The shorter Ghost is still very roomy by most standards. Rear space in the Wraith is much more restricted, and since it has only two doors it’s much harder to get in there, but once you’ve done so it turns out to be more suitable for larger adults than it looks.
Best for going to the supermarket
Both Ghosts have a luggage capacity of 490 litres, slightly less than the 515 of the BMW 7-Series, which is built on a different version of the same platform. The 25-litre shortfall isn’t excessive, as it still leaves plenty of room for a week’s shopping if you want to do this yourself rather than have the supermarket send it to you.
The Wraith, being a coupe rather than a saloon car, might be expected to have less luggage space, and indeed it does, but its 470-litre boot is still more than respectable.
All three cars have a level of interior quality which could be described, without irony, as exquisite. They are all extremely quiet (so much so that it’s difficult to tell whether or not the engine is running when it’s at idle) and have the same beautiful instrument design. The instruments do not include a revcounter – in its place there’s a dial which tells you what percentage of the total power output is still available.

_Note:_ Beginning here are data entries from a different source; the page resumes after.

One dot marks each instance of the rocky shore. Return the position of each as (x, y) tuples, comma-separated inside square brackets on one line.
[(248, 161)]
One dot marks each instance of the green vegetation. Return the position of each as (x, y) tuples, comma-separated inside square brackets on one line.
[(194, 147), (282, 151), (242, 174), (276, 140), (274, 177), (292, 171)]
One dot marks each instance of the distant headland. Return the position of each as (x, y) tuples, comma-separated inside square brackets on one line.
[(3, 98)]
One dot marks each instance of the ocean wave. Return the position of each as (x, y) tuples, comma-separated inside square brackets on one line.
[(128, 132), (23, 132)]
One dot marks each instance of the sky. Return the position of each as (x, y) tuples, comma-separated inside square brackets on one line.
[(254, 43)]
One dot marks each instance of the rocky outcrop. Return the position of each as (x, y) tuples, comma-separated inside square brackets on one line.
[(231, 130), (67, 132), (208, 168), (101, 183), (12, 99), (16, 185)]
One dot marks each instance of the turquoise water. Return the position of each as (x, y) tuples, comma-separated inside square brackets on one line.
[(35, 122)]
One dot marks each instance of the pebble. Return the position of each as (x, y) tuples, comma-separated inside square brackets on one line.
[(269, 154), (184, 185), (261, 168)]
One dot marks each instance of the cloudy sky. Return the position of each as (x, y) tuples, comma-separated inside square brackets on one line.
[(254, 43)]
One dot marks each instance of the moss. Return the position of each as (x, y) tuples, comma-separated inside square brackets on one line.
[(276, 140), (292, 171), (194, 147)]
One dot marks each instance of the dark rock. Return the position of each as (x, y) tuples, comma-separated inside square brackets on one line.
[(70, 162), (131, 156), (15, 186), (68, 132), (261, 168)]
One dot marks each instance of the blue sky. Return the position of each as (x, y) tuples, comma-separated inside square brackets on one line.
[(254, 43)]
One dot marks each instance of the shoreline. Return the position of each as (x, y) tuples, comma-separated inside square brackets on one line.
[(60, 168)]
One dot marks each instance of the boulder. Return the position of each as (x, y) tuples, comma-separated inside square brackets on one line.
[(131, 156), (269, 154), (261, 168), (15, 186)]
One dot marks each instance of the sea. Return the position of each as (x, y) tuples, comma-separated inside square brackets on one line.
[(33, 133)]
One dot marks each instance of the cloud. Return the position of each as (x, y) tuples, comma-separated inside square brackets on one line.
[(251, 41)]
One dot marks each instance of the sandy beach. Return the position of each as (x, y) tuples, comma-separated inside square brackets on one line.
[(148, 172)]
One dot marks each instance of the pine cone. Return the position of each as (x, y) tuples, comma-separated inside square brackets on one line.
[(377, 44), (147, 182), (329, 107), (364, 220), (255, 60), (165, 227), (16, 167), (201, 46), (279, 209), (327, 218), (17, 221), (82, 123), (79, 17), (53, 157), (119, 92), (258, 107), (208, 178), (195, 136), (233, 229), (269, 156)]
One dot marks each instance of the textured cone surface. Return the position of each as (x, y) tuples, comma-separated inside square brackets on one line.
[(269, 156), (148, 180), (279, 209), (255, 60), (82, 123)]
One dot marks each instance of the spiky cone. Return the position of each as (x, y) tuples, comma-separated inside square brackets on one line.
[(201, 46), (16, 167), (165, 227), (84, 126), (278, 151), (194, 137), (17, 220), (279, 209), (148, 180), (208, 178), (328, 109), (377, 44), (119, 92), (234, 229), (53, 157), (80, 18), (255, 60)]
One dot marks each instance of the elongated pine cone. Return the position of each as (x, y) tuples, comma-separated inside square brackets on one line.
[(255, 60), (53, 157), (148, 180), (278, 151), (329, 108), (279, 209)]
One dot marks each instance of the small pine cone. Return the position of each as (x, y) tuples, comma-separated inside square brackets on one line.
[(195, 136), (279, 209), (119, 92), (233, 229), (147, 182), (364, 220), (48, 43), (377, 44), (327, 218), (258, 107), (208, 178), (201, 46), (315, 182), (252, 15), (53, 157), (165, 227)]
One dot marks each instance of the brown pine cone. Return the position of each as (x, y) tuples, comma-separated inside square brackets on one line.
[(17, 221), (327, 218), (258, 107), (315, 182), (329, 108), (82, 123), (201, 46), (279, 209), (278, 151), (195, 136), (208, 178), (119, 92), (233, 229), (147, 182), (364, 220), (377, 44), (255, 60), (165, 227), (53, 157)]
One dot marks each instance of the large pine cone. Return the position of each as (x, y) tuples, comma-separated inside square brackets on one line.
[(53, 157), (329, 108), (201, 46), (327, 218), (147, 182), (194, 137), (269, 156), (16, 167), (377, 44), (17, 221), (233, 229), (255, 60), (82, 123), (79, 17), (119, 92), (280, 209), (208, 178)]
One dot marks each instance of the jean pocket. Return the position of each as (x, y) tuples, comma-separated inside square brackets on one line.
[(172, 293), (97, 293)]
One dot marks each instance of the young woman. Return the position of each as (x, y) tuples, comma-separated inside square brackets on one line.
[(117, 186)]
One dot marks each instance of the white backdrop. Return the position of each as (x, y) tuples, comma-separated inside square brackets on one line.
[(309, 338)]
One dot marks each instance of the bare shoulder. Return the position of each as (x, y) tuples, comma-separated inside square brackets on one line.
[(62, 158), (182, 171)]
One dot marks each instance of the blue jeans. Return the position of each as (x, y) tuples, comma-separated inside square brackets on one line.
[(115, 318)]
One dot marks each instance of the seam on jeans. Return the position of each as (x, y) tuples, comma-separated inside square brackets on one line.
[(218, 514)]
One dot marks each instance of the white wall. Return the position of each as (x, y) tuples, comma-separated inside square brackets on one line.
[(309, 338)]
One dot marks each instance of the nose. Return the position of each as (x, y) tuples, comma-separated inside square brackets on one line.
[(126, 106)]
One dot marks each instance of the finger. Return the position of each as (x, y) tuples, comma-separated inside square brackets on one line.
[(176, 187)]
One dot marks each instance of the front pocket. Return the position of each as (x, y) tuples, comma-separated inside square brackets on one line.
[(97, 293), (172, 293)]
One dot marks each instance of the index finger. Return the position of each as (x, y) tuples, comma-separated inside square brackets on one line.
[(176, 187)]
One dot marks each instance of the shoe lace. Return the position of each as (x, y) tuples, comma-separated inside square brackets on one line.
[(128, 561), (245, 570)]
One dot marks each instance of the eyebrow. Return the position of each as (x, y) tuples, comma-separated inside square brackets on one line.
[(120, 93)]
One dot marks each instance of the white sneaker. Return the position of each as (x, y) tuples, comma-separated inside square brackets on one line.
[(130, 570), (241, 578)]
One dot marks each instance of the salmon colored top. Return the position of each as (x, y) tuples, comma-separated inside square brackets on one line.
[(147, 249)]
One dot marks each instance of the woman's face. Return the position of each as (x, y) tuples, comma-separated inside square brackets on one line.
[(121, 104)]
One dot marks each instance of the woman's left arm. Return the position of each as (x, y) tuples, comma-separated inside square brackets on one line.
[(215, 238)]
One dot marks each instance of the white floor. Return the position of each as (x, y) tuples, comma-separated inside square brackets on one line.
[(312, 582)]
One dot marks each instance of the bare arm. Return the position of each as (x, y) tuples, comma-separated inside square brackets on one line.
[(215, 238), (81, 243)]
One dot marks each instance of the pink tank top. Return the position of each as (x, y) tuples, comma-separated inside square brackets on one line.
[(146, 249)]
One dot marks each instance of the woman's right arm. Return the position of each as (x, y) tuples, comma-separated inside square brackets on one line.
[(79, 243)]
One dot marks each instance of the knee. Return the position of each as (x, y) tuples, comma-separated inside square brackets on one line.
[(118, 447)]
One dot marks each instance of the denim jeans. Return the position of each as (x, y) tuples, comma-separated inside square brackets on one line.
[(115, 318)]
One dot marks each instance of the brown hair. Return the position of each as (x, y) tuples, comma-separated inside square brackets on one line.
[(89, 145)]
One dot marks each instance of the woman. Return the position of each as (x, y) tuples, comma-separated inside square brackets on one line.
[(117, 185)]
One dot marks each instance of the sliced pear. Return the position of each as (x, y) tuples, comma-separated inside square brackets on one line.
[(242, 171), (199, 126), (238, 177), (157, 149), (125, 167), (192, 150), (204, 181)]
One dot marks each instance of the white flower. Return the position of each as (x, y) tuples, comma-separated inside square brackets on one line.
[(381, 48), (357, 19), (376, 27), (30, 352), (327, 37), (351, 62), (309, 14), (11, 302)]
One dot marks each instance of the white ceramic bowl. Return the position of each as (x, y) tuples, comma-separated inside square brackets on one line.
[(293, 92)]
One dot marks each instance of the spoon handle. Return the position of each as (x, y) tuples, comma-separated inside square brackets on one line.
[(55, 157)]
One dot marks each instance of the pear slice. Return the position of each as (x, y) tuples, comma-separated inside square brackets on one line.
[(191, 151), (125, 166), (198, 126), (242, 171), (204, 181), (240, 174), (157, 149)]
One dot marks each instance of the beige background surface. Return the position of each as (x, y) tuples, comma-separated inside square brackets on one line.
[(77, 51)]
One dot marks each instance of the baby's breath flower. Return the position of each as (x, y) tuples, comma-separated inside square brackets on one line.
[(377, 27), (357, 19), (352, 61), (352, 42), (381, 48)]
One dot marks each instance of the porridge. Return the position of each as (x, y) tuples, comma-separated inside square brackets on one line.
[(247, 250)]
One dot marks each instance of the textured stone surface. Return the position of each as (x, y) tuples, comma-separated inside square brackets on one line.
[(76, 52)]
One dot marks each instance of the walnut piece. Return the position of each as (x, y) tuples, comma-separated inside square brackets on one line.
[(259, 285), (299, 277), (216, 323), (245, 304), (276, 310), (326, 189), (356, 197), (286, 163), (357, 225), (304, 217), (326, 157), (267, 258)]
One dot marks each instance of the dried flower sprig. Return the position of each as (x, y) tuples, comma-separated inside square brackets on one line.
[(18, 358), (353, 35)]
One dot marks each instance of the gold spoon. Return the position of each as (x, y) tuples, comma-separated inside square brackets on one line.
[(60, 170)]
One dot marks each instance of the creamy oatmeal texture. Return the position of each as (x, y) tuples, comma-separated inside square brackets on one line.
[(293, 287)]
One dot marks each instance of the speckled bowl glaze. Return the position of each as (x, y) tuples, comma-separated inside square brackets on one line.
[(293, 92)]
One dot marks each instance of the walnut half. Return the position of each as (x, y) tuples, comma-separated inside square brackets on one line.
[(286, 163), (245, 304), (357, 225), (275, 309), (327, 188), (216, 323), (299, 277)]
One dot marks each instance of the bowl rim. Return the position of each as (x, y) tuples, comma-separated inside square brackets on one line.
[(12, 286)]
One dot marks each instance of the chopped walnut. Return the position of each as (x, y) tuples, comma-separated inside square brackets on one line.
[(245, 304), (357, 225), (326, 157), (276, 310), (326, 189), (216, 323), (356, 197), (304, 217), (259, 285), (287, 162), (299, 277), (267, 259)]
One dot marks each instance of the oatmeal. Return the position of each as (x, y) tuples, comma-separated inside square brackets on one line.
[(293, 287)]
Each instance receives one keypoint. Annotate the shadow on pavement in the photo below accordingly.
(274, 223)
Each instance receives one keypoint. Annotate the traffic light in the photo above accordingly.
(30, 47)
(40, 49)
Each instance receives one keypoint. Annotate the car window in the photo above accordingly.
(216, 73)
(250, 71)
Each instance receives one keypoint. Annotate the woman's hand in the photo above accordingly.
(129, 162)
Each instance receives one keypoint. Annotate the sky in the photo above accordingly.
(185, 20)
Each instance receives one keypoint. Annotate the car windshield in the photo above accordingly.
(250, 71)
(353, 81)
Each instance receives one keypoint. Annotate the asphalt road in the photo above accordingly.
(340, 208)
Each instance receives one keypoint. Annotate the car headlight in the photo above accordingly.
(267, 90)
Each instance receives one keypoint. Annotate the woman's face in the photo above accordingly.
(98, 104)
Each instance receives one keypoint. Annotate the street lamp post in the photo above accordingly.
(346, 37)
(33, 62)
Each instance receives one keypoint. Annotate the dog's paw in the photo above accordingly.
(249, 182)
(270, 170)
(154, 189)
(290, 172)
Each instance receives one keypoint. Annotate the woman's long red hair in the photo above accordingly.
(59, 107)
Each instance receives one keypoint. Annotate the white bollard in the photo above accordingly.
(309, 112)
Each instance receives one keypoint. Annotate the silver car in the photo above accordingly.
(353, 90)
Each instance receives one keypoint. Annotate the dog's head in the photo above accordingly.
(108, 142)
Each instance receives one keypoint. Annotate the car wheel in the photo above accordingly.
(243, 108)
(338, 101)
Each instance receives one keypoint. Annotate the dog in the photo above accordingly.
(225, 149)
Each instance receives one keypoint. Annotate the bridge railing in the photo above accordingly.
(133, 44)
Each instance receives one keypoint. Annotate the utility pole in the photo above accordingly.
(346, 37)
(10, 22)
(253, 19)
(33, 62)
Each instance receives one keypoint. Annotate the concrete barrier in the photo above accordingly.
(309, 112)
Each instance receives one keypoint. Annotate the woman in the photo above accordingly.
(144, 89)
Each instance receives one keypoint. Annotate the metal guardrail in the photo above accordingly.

It’s difficult to split the cars in this section, but for us the Extended Wheelbase gains marks for its superior road behaviour and enormous interior space, while the Wraith loses a couple for its ride over bumps and its slightly alarming behaviour under hard acceleration.
Effect on other road users
Whether or not this is actually true, drivers of Audis and BMWs are often considered to be arrogant and are treated accordingly. You might expect this to be true of Rolls-Royce owners as well, but in the Edinburgh area we were allowed to change lanes and emerge from junctions with no argument at all, as if simply driving these cars earned us extra respect.
Which model we happened to be in at the time made no difference, so they all get equal marks.
The final verdict
By almost any standards these are magnificient cars. If you’re lucky enough to be able to afford any of them, and don’t mind being stared at by almost everyone who sees you at the wheel or relaxing in the back, you will almost certainly find ownership an absolute joy.
For us, the Ghost Extended Wheelbase is the ultimate model, whether you’re driving it or being chauffeured to your next destination. But we wouldn’t say no to the Ghost Black Badge or the Wraith either.
The one remaining model in the Rolls-Royce range that we haven’t considered is the Dawn. It has the same level of luxury and similar performance (0-62mph in 4.9 seconds) to the others, and it’s the only drop-top the company manufacturers now that the Phantom cabriolet has gone out of production.
It’s also the one most likely to be bought by a woman. Rolls-Royce reports that of all its cars this is the one with the greatest proportion of female customers.